Rambo is referring to a hotly debated hypothesis called viral eukaryogenesis. It suggests that, in addition to bacteria and archaea, viruses might have contributed some genetic component to the development of eukaryotes. This latest discovery does not settle that debate, but it does offer some interesting clues.
The newly discovered viruses that infect currently living Asgard archaea do have some features similar to viruses that infect eukaryotes, including the ability to copy their own DNA and hijack protein modification systems of their hosts. The fact that these recovered Asgard viruses display characteristics of both viruses that infect eukaryotes and prokaryotes, which have cells without a nucleus, makes them unique since they are not exactly like those that infect other archaea or complex life forms.
“The most exciting thing is they are completely new types of viruses that are different from those that we’ve seen before in archaea and eukaryotes, infecting our microbial relatives,” said Baker, associate professor of marine science and integrative biology and corresponding author of the study.
The Asgard archaea, which probably evolved more than 2 billion years ago and whose descendents are still living, have been discovered in deep sea sediments and hot springs around the world, but so far only one strain has been successfully grown in the lab. To identify them, scientists collect their genetic material from the environment and then piece together their genomes. In this latest study, the researchers scanned the Asgard genomes for repeating DNA regions known as CRISPR arrays, which contain small pieces of viral DNA that can be precisely matched to viruses that previously infected these microbes. These genetic “fingerprints” allowed them to identify these stealthy viral invaders that infect organisms with key roles in the complex origin story of eukaryotes.

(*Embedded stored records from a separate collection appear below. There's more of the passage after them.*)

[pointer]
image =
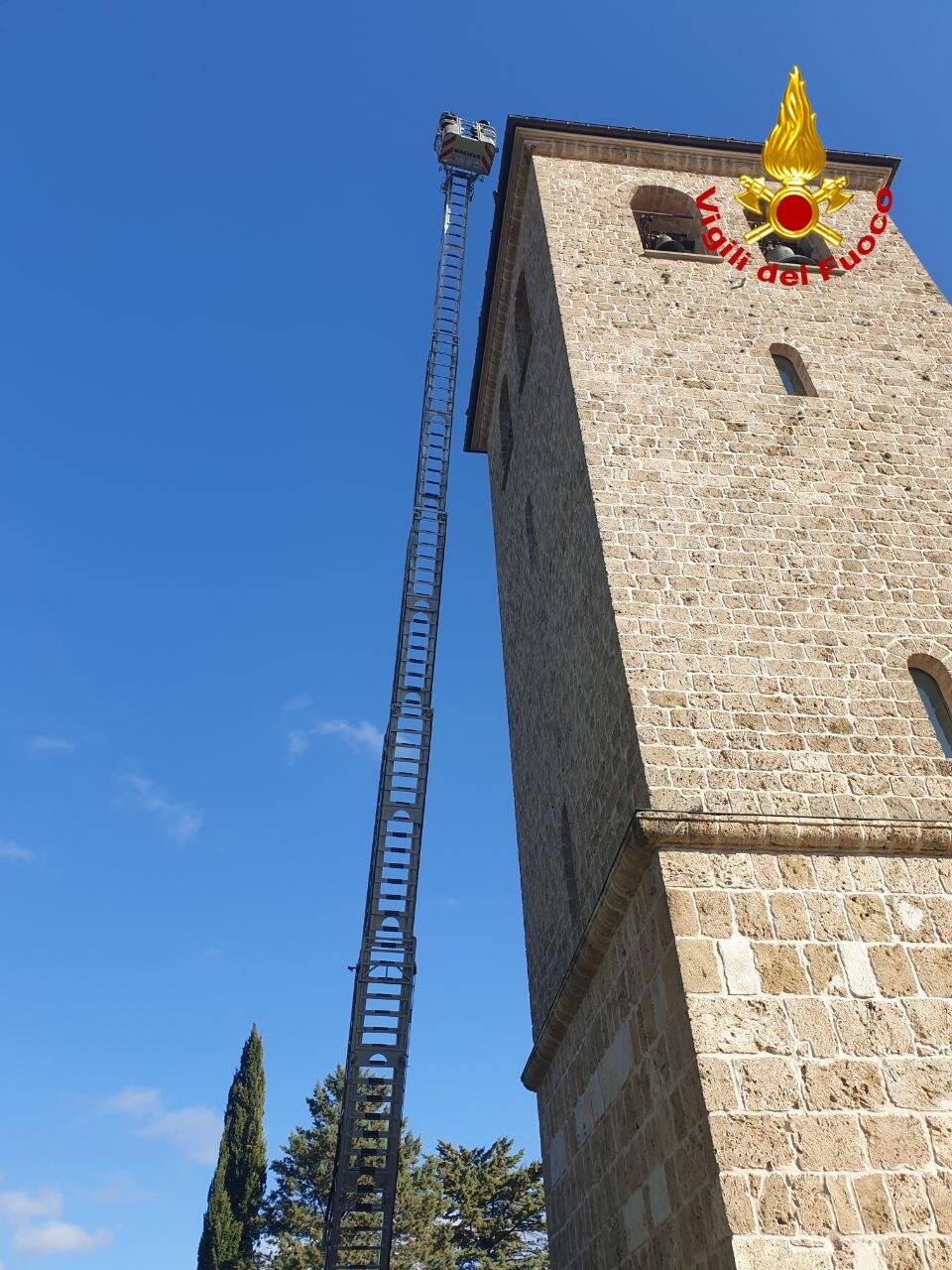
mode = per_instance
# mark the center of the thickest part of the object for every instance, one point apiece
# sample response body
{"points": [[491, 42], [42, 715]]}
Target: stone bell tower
{"points": [[722, 530]]}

“We are now starting to understand the implication and role that viruses could have had in the eukaryogenesis puzzle,” said Valerie De Anda, a research associate at UT Austin and co-author of the study.
The other co-authors of the study are Pedro Leão, a postdoctoral research fellow at UT Austin, and Marguerite Langwig, formerly a master’s student at UT Austin and currently a doctoral candidate at the University of Wisconsin-Madison. This work was supported by the Moore and Simons Foundations.